15 Insights Into The Autonomous Vehicle Future

Fleet Sizing, Fleet Management, and Strategic Frameworks are critical for a robot taxi platform’s proper execution. The below ideas are some of my favorite that span these topics.


FLEET SIZING

1: While market demand for rides drives fleet-sizing decisions (supply-deployed), so in turn, does supply-deployed drive market demand for rides. It is a circular reference that must be solved with iterative modeling.

Consumer demand for AV rides is a function of ride price that the platform charges, which will be a function of the platforms cost-per-ride. A platform’s cost-per-ride is a function of its scale, both: A) its total fleet costs and B) its volume (ie. rides). As a result, to determine a profit-maximizing fleet deployment, one must run iterative fleet-sizing models that incorporate a dynamic market demand response from changes in prices enabled by different sizes of fleets.

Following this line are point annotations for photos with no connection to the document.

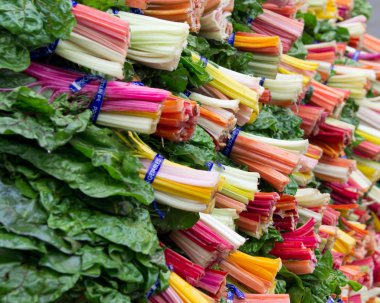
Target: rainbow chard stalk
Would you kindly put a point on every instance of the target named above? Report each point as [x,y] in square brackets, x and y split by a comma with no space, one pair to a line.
[213,283]
[183,267]
[258,216]
[214,22]
[98,41]
[273,24]
[125,105]
[175,185]
[297,249]
[285,216]
[154,42]
[201,244]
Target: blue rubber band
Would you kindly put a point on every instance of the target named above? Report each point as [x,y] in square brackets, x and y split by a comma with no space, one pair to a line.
[209,165]
[138,83]
[151,174]
[232,292]
[44,51]
[136,11]
[231,39]
[153,169]
[204,60]
[231,141]
[153,288]
[187,93]
[356,55]
[97,102]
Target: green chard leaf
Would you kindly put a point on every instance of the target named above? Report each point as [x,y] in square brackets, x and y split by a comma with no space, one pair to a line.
[28,114]
[26,25]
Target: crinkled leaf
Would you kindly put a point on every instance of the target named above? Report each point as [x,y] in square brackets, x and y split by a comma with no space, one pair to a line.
[14,241]
[73,168]
[29,284]
[276,122]
[30,115]
[25,217]
[96,293]
[174,219]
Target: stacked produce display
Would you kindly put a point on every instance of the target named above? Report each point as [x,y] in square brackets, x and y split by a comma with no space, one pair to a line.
[189,152]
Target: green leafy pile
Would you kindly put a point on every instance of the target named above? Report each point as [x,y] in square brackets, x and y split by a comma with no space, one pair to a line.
[73,220]
[362,7]
[26,25]
[221,53]
[245,10]
[276,122]
[315,287]
[321,31]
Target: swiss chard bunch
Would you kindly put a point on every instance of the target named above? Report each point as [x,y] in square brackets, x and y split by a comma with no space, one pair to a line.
[321,31]
[29,24]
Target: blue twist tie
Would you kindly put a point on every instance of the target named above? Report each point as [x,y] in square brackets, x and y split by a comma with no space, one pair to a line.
[356,55]
[153,288]
[138,83]
[151,174]
[187,93]
[232,292]
[231,39]
[97,102]
[137,11]
[231,141]
[44,51]
[153,169]
[209,165]
[204,60]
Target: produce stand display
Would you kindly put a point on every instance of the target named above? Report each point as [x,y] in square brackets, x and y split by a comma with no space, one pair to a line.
[189,151]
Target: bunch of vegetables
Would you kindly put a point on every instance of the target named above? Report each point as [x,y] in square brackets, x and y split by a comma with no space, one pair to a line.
[189,151]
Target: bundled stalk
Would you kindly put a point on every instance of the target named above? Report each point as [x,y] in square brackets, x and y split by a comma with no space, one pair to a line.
[297,250]
[180,11]
[255,273]
[125,105]
[334,169]
[369,112]
[298,66]
[238,185]
[202,245]
[266,49]
[273,159]
[214,22]
[356,27]
[154,42]
[330,99]
[178,120]
[333,136]
[312,117]
[175,185]
[217,117]
[286,216]
[98,41]
[259,214]
[285,89]
[228,86]
[322,52]
[273,24]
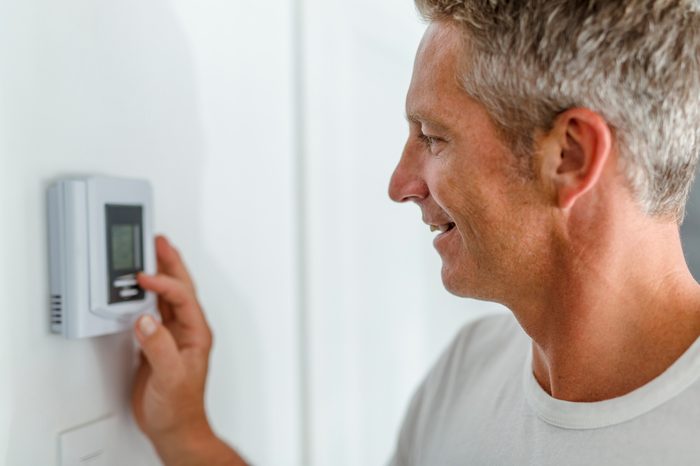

Generally, larger fleet sizes enable the fleet deployer to pay lower wholesale prices when procuring: vehicles, real estate, parts inventory, vendor contracts, insurance, even labor, etc. The below table is a hypothetical example of the effect of lower costs on ride demand and profitability.

2: The profit-maximizing fleet to deploy will fulfill <100% of demand.

Due to the non-uniformity and spikiness of the demand curve for rides (see below chart), there is an inflection point (i.e. a level of demand) at which the marginal revenue gained from fulfilling an incremental ride-demanded starts to decline. Fulfilling these incremental units of demand beyond the inflection point is more expensive because responding to large swings in demand requires disproportionately greater fleet sizes than that required to fulfill the more consistent and uniform areas under the demand curves. As a result, if profit maximization is the goal, a given AV team will not size its fleet to accommodate and fulfill all of a given market’s ride-hailing demand. The platform would be wise to let driver-based supply and competing AV supply fulfill remaining market demand.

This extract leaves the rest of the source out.